The main nice thing about the environment in systemd is that it is standard and mostly a blank slate, whereas at least for me I was always getting bit by the fact that the environment in Crontab was completely different from say, the environment inherited by supervisord or sysvinit scripts. In systemd the actual unit that gets executed is the same regardless of what triggers it, so there is no gap.

That does require you to still know what the default environment is, but it is a mostly completely clean environment, without any influence from any shell.

I'd have to concur that I agree this is an advantage of systemd.

> That does require you to still know what the default environment is, but it is a mostly completely clean environment, without any influence from any shell.

Odd.
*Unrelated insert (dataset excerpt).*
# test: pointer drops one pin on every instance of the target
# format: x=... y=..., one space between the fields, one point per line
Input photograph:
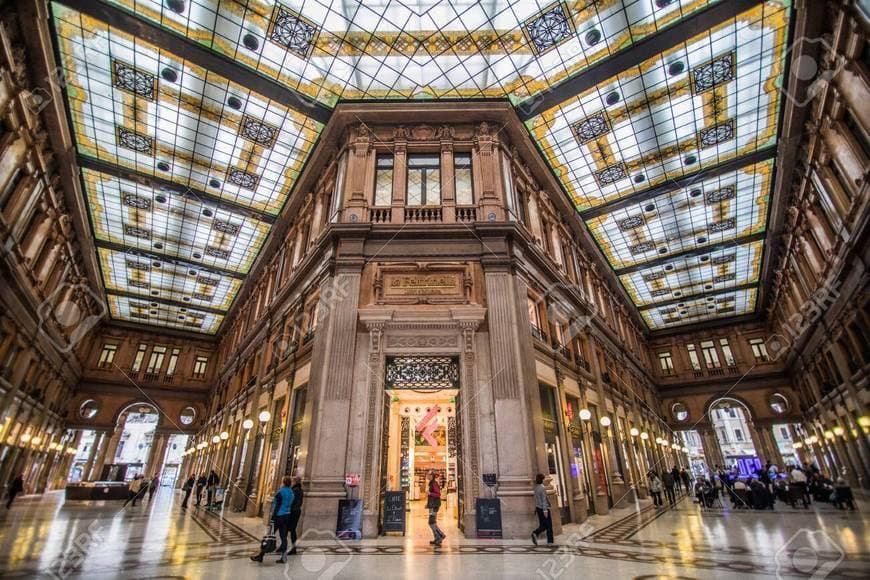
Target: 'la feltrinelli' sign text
x=417 y=284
This script

  #!/bin/bash
  
  set > /tmp/set.txt

when scheduled like so

  * * * * * $HOME/bin/testCronScript.sh

Produces this file in /tmp/set.txt which has had a handful of values (HOME, UID, etc) lightly redacted prior to posting here, to remove PII or for length but its keys are entirely untouched:

  BASH=/bin/bash
  BASHOPTS=<redacted because long>
  BASH_ALIASES=()
  BASH_ARGC=()
  BASH_ARGV=()
  BASH_CMDS=()
  BASH_LINENO=([0]="0")
  BASH_LOADABLES_PATH=/usr/local/lib64/bash:/usr/lib64/bash
  BASH_SOURCE=([0]="/home/user/bin/testCronScript.sh")
  BASH_VERSINFO=<redacted bash 5.3.x>
  BASH_VERSION=<redacted bash 5.3.x>
  DIRSTACK=()
  EUID=13370
  GROUPS=()
  HOME=/home/user
  HOSTNAME=hostname
  HOSTTYPE=x86_64
  IFS=$' \t\n'
  LANG=en_US.utf8
  LOGNAME=user
  MACHTYPE=x86_64-pc-linux-gnu
  OPTERR=1
  OPTIND=1
  OSTYPE=linux-gnu
  PATH=/usr/bin:/bin:/usr/sbin:/sbin
  PPID=1337
  PS4='+ '
  PWD=/home/user
  SHELL=/bin/sh
  SHELLOPTS=braceexpand:hashall:interactive-comments
  SHLVL=1
  TERM=dumb
  UID=13370
  USER=user
  _=/home/user/bin/testCronScript.sh

Seems pretty clean to me. Even when I run this via /etc/crontab, rather than as a user cron job:

  * * * * * root /home/user/bin/testCronScript.sh

I get effectively the same results.

Maybe your distro's default cron environment was bad, and you never bothered to check and unset the badness? I'd be surprised if they were unable to make the default environment for Timer Units to be bad.